How are things now? Have you come to any decisions about talking to your other half? Have you decided it would be best to move on or do you want to go on with things as they are?

Fr_Chuck
Nov 17, 2007, 10:07 AM
No one who is in "love" and has allowed the other person to be "in love" with them is spiritual at all, they are living in the flesh, and are not peace makers but trouble makers.

If you want to find peace in your life, stop having any contact with this marrried women, get marriage counseling for your marriage and see if it can be saved.

And stop trying to blame inner peace for a failure to work on your marriage.

Choux
Nov 18, 2007, 01:51 PM
Those answers(and resulting peace and happiness) you are looking for can only be found **within yourself**. There are no answers in other people, activities, dogmas, and distractions like an affair and the resultant drama.

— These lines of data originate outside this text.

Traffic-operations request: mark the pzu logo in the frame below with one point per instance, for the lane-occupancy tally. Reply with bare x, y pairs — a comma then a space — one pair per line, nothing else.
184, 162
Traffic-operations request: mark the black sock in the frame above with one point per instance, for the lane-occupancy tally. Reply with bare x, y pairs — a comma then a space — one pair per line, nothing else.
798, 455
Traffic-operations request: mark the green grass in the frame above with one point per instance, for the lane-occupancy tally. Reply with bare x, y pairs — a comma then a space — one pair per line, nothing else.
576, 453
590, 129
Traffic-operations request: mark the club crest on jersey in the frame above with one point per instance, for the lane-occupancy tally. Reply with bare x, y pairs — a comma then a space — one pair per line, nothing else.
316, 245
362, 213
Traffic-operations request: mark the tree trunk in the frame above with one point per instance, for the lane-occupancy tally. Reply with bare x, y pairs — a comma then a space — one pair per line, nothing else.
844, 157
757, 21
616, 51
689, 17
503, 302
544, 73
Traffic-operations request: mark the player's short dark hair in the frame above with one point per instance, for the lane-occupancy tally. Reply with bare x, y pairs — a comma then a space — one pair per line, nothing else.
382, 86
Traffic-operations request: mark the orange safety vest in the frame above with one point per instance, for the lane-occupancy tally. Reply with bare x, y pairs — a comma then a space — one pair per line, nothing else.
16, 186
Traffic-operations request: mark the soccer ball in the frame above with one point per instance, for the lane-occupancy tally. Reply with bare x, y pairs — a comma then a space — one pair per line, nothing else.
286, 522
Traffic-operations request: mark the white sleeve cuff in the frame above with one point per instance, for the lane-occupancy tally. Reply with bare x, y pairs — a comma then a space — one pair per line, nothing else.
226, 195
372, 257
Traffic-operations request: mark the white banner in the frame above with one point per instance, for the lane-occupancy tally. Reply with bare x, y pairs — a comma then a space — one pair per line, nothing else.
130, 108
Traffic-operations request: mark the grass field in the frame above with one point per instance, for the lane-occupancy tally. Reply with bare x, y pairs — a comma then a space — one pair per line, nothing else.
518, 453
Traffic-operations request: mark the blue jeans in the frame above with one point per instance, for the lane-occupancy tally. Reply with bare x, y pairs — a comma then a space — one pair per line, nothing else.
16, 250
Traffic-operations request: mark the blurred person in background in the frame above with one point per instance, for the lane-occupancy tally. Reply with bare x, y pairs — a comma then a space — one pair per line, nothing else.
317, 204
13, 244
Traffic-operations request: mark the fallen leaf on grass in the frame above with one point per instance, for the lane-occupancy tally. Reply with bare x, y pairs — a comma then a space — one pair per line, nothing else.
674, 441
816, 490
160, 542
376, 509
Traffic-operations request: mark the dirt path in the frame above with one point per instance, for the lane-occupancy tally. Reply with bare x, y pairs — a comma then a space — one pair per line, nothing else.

Good Luck to you in the future!

KBC
Nov 18, 2007, 03:22 PM
I am not into the religious look at finding inner peace and contentment,but rather in the spiritual side,as your original post suggested.

How does one approach the problem of,

1) Leaving your wife for another.(or to be on your own)

2) Remove the stigma of 'guilt' from yourself.

3) Move on with the life you are thinking might be 'Greener'

Most of the other posts are belittling you for not staying where you are uncomforted and feel unfulfilled,Let them walk in your shoes for 4/5 months and then judge you!

I am of the belief that, if you are moving forward towards a true purpose and growth, who can say that's wrong? ONLY YOU CAN.

If there is a shred of doubt,look deeper before making that decision,otherwise make the move,trudging the happy road to destiny is true spiritual growth, don't accept the browbeating by zealots.

I wish you all the peace you are looking for and true happiness,

Ken

Homegirl 50
Nov 18, 2007, 04:21 PM
I don't suggest he stay where he is, I suggest he be honest with the one he is pledged to.
He either needs to leave her or move on. Right now he is living a lie and is cheating on his wife. Should he feel guilt for cheating? Yes. That is dishonest and this can be where some of his strife is coming from.